Augmented Intelligence: A natural fit for healthcare
Caring for people in clinical settings is uniquely demanding. Today, clinicians and providers have to navigate different treatment options for their patients, track patient progress to adjust care plans over time, and educate family caregivers to support their loved ones. The amount of information they must evaluate and remember for each patient when making decisions is overwhelming.
As electronic health records have become integrated into care, there is much more information to consider when making clinical decisions. At WellSky, part of our focus is on developing machine learning technology to use all this patient information while decreasing clinicians' mental burden when making care decisions.
We view this process as a partnership, working hand in hand with providers to better serve their patients. Clinicians understand unique aspects of their patients in ways that don't show up in records or charts. They use their experience and intuition about what will make a person improve and make adjustments to care. However, at the same time, machine learning technology could enhance, not replace, these clinical decision-making processes. This is known as Augmented Intelligence.
What is Augmented Intelligence?
Augmented Intelligence is an alternative approach that puts AI applications in an assisting role to healthcare providers. These applications emphasize improving the clinical expert's understanding, which leads to better clinical decisions and patient outcomes.

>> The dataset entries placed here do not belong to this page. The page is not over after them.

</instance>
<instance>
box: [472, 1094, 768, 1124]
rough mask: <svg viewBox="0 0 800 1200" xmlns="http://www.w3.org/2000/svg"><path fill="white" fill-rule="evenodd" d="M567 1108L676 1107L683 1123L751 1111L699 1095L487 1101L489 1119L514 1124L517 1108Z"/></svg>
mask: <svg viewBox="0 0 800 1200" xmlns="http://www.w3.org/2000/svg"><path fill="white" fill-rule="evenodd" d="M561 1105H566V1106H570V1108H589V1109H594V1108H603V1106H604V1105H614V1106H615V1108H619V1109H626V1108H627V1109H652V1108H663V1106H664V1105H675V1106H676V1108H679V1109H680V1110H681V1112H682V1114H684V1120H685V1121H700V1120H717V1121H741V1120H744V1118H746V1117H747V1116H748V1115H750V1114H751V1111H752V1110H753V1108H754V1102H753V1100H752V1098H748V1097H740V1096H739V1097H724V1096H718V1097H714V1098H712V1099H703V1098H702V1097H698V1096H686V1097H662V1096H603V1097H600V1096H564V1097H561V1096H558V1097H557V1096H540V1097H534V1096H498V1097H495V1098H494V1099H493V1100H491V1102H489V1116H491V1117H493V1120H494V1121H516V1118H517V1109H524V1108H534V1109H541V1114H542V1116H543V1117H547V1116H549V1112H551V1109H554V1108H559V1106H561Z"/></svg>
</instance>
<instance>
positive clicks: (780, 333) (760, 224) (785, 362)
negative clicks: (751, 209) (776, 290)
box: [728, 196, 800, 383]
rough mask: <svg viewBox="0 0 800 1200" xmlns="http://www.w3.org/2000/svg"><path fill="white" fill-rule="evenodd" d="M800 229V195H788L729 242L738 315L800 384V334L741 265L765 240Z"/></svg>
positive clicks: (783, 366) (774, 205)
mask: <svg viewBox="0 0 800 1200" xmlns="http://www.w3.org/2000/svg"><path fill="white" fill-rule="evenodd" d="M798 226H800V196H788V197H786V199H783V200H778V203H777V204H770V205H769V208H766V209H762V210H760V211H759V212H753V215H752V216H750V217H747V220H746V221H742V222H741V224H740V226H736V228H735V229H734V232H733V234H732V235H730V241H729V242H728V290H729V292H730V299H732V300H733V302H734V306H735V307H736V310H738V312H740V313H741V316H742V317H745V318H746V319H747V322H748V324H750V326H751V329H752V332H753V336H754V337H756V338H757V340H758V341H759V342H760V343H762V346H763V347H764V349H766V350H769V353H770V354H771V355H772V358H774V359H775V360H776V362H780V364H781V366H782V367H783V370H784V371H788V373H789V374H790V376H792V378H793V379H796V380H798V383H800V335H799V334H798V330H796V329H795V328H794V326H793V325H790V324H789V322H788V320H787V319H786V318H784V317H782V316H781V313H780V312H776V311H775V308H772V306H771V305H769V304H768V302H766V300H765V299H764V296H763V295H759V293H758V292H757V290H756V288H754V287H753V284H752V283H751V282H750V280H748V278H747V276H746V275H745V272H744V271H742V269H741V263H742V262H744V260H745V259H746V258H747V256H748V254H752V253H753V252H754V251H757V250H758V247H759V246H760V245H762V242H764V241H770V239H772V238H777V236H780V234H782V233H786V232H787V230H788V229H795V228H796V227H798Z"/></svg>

Augmented Intelligence differs from more traditional Artificial Intelligence (AI) applications. In conventional AI development, a computer model is created to automate some form of decision-making or tasks that typically require human intelligence. For example, in healthcare, AI applications could include automated diagnoses, proactive medication changes to minimize complications, and automated discharge setting placement to maximize patient outcomes. However, in most healthcare applications, the AI industry is not ready to allow a computer model to automate decisions, especially ones that influence the care of an individual.
Augmented Intelligence at WellSky
Risk Modeling: Predicting risk for adverse events in healthcare remains one of the most challenging and vital tasks asked of data scientists. Today at WellSky, we created applications to predict adverse events like future hospitalizations, incorrect care setting fit, and estimating long lengths of care. We've implemented a range of machine learning models, spanning logistic regressions, random forest models, and XG Boosted decision tree classifiers.
Care Plan Suggestions: Setting the right course of care for patients that is effective and efficient is challenging. We've created an algorithm using Reinforcement Learning called Guidance that helps clinicians determine optimal clinical disciplines and visit frequencies for each patient, balancing clinical improvement without overutilizing visits.
Interpretability: Predicting adverse events is helpful clinically, but only if these predictions are actionable clinically. To help our clinical partners take actions to mitigate possible future events, we prioritize the development of all our solutions with interpretability in mind. We implement Shapley values, regression coefficients, and Integrated Gradients to help determine what actions must be taken clinically to prevent future patient hardships.
Healthcare is the perfect industry to use Augmented Intelligence, allowing for the expertise of experienced providers while using advanced analytical and predictive tools. Through this collaboration, clinicians will be empowered to make the best clinical decisions possible, improving patient outcomes and efficient care.